Todo mundo que treina Jiu-Jitsu sabe quão sacrificante são as horas passadas no tatame. Apesar da paixão pela Arte, muitas vezes temos que nos superar para conseguir chegar à academia. Stress do trabalho, cansaço, contas, família, lazer, descanso e uma série de outros fatores diários nos confrontam e são usados como álibis para deixarmos de ir treinar. Mas a desculpa perfeita tem nome: lesão.

Todo atleta de qualquer esporte sabe que treinar lesionado é perigoso pelo risco de agravamento da lesão, podendo prolongar muito o tempo de inatividade. O recomendado, nesses caso, é parar, curar a lesão e retornar aos treinos.

Mas o Jiu-Jitsu nos proporciona outras possibilidades.

Sempre que um aluno meu se lesionava, eu o aconselhava a continuar indo ao treino, até ficar bom de novo. Diante da “cara de interrogação” deles, eu explicava antes que fosse questionado.

Assistir um treino in loco é muito mais produtivo do que assistir vídeos de técnica pelo YouTube, por um simples motivo: no treino, seu professor estará pessoalmente corrigindo cada detalhe executado de maneira errada. Mesmo sem treinar, você poderá perguntá-lo sobre qualquer dúvida que por acaso aparecer.
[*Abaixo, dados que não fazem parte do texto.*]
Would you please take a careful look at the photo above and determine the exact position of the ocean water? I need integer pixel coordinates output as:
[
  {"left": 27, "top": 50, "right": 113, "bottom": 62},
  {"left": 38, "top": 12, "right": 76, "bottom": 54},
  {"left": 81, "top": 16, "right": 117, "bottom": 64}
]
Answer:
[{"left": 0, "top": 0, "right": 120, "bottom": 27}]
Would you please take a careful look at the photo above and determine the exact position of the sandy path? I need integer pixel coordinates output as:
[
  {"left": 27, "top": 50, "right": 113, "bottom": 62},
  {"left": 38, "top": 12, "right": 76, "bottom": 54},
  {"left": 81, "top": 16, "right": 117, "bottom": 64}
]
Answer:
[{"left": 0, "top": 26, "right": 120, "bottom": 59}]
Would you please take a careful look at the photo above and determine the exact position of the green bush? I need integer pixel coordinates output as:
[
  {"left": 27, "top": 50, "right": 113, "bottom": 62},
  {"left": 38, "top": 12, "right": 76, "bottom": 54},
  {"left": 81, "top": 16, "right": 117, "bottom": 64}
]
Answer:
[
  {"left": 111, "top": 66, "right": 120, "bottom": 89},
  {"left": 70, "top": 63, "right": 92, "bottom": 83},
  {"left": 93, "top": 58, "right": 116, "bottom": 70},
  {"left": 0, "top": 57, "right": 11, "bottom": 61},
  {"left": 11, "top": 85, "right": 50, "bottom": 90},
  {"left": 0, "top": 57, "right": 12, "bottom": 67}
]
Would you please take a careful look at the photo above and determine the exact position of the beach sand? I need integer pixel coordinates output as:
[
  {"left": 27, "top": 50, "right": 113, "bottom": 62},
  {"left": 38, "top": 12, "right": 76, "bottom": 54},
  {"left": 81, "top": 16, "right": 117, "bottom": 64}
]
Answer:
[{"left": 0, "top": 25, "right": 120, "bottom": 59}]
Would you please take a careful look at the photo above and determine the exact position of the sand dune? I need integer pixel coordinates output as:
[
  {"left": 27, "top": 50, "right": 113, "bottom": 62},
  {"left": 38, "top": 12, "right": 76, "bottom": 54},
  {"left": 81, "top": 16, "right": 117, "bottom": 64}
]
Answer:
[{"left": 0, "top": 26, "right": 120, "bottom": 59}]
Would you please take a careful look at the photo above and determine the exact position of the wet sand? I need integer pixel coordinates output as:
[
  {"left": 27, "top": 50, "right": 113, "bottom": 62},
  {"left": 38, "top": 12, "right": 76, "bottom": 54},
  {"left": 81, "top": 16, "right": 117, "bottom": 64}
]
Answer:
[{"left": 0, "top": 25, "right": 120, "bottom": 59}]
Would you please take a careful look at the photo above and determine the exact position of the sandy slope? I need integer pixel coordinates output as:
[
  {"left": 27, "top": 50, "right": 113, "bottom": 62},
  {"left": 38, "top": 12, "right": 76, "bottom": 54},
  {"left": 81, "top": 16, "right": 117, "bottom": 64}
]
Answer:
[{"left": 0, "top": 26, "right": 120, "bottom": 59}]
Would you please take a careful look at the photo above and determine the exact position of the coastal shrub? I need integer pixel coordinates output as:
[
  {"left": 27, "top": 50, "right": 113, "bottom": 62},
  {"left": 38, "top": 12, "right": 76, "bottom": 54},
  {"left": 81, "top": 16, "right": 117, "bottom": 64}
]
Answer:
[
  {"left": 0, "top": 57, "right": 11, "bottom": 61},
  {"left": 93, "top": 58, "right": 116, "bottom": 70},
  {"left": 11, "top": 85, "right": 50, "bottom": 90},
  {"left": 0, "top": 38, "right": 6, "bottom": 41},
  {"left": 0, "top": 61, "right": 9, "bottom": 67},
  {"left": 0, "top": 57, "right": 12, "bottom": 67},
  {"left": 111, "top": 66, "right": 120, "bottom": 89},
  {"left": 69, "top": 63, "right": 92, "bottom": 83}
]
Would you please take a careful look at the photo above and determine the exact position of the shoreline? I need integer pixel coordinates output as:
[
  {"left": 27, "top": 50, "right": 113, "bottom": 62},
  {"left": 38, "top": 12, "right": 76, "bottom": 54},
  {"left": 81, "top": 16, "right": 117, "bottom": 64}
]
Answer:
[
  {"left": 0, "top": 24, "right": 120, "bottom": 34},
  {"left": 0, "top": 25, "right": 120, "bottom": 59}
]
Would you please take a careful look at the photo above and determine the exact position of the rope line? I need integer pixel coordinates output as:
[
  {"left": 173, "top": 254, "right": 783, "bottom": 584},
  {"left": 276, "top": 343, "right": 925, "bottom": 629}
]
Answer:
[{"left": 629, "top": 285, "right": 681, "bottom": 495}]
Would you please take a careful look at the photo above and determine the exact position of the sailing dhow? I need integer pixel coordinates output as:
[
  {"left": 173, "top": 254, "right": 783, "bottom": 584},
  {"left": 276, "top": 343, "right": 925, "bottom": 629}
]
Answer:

Estando no tatame, observando o treino, você manterá sua mente pensando sobre as posições, sobre as técnicas, assistindo aos rolas entre os seus companheiros de equipe, com o bônus de poder tirar qualquer dúvida em tempo real. Isso com certeza contribuirá para o seu desenvolvimento técnico.

Outro ponto positivo de estar no tatame sem poder treinar é poder compartilhar da atmosfera do Jiu-Jitsu, poder participar das resenhas pré e pós treino, saber como seus companheiros estão se preparando para determinada competição ou mesmo saber deles como foi o campeonato de último fim de semana. Estreitar os laços nos faz mais fortes, nos torna mais coesos como time.

Até então, falamos sobre a situação do atleta lesionado que não tem como treinar de forma alguma. Agora vamos analisar a condição do atleta que possui uma lesão não tão grave.

Esse atleta pode fazer o aquecimento em um ritmo mais lento, respeitando o limite imposto pela lesão. Sem pressa, nada intenso. Particularmente, os drills facilitam o aquecimento e ainda ajudam na massificação dos movimentos técnicos.

Converse com seu professor sobre sua lesão na hora do treino técnico. Ele certamente passará uma posição adequada para ser executada sem forçar a área lesionada.

Mas é importante ressaltar: a hora de rolar deve ser evitada! Todos nós sabemos como evoluem os rolas “soltinhos”, então resistam à tentação de fazer chão lesionado. Será melhor assim.

Hora do treino, até a próxima!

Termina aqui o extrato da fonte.